According to many people, including many Protestants, the Church’s hard “no” on contraception is little more than pharisaical nitpicking. Even in the darkness and privacy of your own bedroom, there looms Mother Church wagging her stern and unyielding finger!
And indeed, it is a hard “no.” According to Catholic teaching, the use of contraception is a sin – always. The Catechism refers to it as “intrinsically evil,” which means that it is evil in and of itself and can never be justified, no matter the circumstances. There are no grey areas and no exceptions for anyone at any time, period. The fact that the Church calls it an intrinsic evil doesn’t mean it’s as equally wicked as something like abortion, rape, or torture – other examples of intrinsic evils. Rather, it means that it’s equally forbidden to everyone in all places at all times.
What many people don’t know, however, is why. Why, when there is so much worldly pressure to change, does the Church hold fast to this teaching? Why, long after even the rest of Christianity has left the room, does she stay where she is?
II. The Bible’s apparent silence on contraception.
You’ll often hear Protestants claiming that because the Bible doesn’t forbid contraception, neither should we. It’s true that the Bible says little to nothing about contraception, and nowhere does it directly forbid it the way it forbids drunkenness, murder, and adultery, for example.
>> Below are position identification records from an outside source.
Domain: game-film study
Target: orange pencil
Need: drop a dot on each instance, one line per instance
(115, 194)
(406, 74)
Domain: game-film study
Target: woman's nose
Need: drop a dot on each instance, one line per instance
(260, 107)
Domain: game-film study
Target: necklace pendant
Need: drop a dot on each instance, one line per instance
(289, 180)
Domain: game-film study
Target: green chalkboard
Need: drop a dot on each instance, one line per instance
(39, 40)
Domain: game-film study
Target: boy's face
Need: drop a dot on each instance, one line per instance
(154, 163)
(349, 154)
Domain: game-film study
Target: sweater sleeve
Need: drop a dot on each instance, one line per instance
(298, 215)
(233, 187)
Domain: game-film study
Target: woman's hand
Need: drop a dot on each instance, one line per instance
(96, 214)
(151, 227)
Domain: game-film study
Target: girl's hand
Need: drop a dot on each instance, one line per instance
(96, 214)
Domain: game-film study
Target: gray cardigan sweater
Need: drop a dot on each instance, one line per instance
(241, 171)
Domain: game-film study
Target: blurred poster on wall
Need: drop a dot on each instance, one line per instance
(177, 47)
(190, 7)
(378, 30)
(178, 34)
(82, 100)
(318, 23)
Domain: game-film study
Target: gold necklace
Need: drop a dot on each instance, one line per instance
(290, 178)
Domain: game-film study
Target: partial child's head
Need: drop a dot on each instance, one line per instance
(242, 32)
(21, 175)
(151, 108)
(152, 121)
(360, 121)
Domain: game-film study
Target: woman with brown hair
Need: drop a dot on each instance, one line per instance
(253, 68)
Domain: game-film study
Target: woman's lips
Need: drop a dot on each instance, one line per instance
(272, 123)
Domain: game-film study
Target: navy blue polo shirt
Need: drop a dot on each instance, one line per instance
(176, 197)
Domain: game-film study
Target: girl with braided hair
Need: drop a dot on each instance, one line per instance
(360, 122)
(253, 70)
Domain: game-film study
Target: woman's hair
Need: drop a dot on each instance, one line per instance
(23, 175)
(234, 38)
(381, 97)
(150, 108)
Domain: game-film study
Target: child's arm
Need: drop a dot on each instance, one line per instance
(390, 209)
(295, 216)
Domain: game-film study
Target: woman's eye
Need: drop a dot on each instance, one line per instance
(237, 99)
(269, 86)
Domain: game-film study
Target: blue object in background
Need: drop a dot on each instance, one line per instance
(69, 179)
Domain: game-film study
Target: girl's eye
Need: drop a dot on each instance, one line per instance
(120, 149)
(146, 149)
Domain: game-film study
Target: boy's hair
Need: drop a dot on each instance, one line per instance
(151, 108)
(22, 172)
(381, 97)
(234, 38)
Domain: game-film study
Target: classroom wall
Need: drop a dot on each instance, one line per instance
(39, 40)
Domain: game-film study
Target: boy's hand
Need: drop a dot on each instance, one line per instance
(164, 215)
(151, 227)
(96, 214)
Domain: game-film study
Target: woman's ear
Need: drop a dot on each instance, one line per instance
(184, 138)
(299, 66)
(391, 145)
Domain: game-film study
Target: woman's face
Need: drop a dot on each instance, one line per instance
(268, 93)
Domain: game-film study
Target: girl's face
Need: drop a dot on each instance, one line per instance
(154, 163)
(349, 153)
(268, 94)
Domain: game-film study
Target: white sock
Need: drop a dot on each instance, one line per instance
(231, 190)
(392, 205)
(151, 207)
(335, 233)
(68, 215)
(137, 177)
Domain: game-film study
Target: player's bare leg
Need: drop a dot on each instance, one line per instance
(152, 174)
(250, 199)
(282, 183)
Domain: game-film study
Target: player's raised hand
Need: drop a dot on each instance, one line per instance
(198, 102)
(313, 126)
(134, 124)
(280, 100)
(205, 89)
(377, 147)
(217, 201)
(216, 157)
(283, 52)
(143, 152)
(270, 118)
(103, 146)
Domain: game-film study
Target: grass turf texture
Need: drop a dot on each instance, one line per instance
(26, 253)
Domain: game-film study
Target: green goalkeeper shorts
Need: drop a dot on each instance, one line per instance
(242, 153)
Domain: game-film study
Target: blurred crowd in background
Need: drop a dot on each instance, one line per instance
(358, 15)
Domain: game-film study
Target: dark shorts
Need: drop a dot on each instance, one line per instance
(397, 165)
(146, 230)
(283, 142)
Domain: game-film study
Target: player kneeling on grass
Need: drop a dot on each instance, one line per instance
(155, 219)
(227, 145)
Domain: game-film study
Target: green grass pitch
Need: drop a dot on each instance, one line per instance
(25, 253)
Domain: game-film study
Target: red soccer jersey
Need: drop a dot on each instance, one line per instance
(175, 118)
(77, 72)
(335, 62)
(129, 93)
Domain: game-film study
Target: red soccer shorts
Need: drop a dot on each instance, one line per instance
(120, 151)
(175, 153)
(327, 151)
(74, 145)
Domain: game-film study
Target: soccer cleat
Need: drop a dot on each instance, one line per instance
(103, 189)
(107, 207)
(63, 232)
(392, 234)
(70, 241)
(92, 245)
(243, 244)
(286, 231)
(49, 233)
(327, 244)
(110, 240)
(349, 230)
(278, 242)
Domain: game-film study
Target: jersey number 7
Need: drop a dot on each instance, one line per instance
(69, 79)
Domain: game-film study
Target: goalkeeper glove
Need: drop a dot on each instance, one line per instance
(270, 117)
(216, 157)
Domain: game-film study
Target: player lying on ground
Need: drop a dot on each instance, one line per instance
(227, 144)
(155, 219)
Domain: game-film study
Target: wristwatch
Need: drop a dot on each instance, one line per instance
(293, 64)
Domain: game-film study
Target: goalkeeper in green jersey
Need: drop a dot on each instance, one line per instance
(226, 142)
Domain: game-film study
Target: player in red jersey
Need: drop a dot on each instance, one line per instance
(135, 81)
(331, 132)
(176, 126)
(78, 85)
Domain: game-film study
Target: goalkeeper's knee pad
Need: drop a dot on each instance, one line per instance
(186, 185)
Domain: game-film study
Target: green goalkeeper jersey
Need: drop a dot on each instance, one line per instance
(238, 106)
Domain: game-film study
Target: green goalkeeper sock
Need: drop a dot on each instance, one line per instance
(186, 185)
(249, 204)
But the Bible doesn’t directly forbid abortion, either – or slavery, for that matter. In fact, regarding the latter, the Old Testament gives instructions on its right use, and the New Testament shows us what a godly master/slave relationship ought to look like. If that were contraception, Protestants would consider the Bible blatantly in favour of using it; and yet they denounce slavery in no uncertain terms.